Star Lotulelei's Projected Impact on Carolina Panthers Defense

Ethan GrantAnalyst IApril 25, 2013

SOUTH BEND, IN - NOVEMBER 13: Star Lotulelei #92 of the Utah Utes rushes against Chris Watt #66 of the Notre Dame Fighting Irish at Notre Dame Stadium on November 13, 2010 in South Bend, Indiana. Notre Dame defeated Utah 28-3. (Photo by Jonathan Daniel/Getty Images)
Jonathan Daniel/Getty Images

The Carolina Panthers had the 2012 Defensive Rookie of the Year in linebacker Luke Kuechly, and they have a chance to go back-to-back in that award after the 2013 season is over. 

Carolina made defensive tackle Star Lotulelei its pick in the 2013 NFL draft, and he'll slide right into the middle of the Panthers' defense when training camp opens and the season starts in September. 
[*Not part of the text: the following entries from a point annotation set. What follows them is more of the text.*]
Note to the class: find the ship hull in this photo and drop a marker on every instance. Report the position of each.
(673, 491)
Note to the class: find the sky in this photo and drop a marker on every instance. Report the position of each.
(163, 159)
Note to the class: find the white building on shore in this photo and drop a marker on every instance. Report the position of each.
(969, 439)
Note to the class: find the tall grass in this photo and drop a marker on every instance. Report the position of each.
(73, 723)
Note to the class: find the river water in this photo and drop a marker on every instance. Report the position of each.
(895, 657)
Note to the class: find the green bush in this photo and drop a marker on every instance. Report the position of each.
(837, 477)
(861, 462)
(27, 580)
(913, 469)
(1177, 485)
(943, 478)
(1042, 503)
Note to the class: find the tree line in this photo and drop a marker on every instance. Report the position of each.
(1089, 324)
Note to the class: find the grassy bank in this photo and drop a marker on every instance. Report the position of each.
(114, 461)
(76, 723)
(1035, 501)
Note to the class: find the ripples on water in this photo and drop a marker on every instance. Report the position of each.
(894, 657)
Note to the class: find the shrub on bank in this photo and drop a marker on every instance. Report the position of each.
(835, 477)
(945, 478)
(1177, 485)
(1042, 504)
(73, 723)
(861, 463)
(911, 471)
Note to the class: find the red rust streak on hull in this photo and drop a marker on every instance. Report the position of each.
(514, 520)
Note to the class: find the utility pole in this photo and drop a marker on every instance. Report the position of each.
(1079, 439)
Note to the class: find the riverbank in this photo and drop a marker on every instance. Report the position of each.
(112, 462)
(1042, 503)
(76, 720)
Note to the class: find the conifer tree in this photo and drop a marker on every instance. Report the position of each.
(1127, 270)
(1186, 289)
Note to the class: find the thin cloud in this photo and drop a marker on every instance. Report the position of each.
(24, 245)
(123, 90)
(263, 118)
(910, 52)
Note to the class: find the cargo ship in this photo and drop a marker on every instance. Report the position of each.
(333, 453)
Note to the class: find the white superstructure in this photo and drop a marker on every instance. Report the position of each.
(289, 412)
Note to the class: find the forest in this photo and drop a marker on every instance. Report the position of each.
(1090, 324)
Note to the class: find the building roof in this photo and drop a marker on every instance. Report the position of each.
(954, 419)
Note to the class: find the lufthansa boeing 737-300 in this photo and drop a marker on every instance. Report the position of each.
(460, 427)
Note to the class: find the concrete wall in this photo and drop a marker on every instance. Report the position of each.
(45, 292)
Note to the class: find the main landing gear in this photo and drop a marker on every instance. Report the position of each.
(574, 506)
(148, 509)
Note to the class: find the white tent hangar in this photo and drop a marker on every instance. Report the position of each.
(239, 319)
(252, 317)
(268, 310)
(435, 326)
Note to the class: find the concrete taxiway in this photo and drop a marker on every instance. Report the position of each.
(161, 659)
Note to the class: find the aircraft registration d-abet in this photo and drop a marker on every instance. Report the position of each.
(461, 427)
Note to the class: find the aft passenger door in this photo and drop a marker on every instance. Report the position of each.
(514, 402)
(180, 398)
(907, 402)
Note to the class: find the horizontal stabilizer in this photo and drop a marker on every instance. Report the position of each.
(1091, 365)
The team's official Twitter account had this post to confirm the news:

The 6'2", 311-pound Lotulelei has had one of the more notable stories surrounding his name during the 2013 NFL draft process. From being a potential top-five pick, to not being able to work out at the NFL combine due to a heart condition that was later cleared as a minor setback (h/t Lya Wodraska of The Salt Lake Tribune), Lotulelei has been one of the most talked-about players with respect to his final landing spot. 

It turns out it's Carolina, and he'll step right in as a starter next to Dwan Edwards. 

Now that he's officially a Panther, the big question for Carolina fans is simple: What does Lotulelei bring to the table that will help make Carolina a better team on defense in 2013?

The first part of that answer is that he's a space-eater, as noted by ESPN draft expert Mel Kiper Jr. (h/t NFL on ESPN via Twitter):

Lotulelei made his living taking on blocks as a two- and three-technique with the Utah Utes, a big reason why he was rated so highly before the heart condition rocked his draft stock after the end of the NFL combine. 

Although comparisons from place Lotulelei closer to 3-4 specialist and Baltimore Ravens NT Haloti Ngata, Lotulelei will have a similar impact with the Panthers in their 4-3 scheme. 

As a versatile lineman who has both the strength and the speed to play all over the front seven, he gives Ron Rivera and company tons of flexibility with respect to the blitz schemes and defensive packages that the coaching staff wants to use. 

The Panthers got a huge steal with this pick, especially considering Sharrif Floyd was still on the board and the New York Jets took Sheldon Richardson just before Carolina's pick went in. 

Lotulelei might not help Carolina's pass-rushing woes right away, but he frees up Jon Beason and Kuechly to make tackles just by being in the starting lineup. His wide frame and explosive first step should pose problems for offensive linemen, making it easier for the linebackers to shuck just one blocker that is hung up on keeping Lotulelei at bay. 

The run defense got an immediate upgrade, and there's little doubt that Lotulelei has the potential to be a three-down, multi-tool player at the next level. It's up to he and the Panthers' defense to put the pieces together, but Lotulelei should add depth and talent to a front seven expected to stop Steven Jackson, Doug Martin and the New Orleans Saints' three-headed monster two times each per year.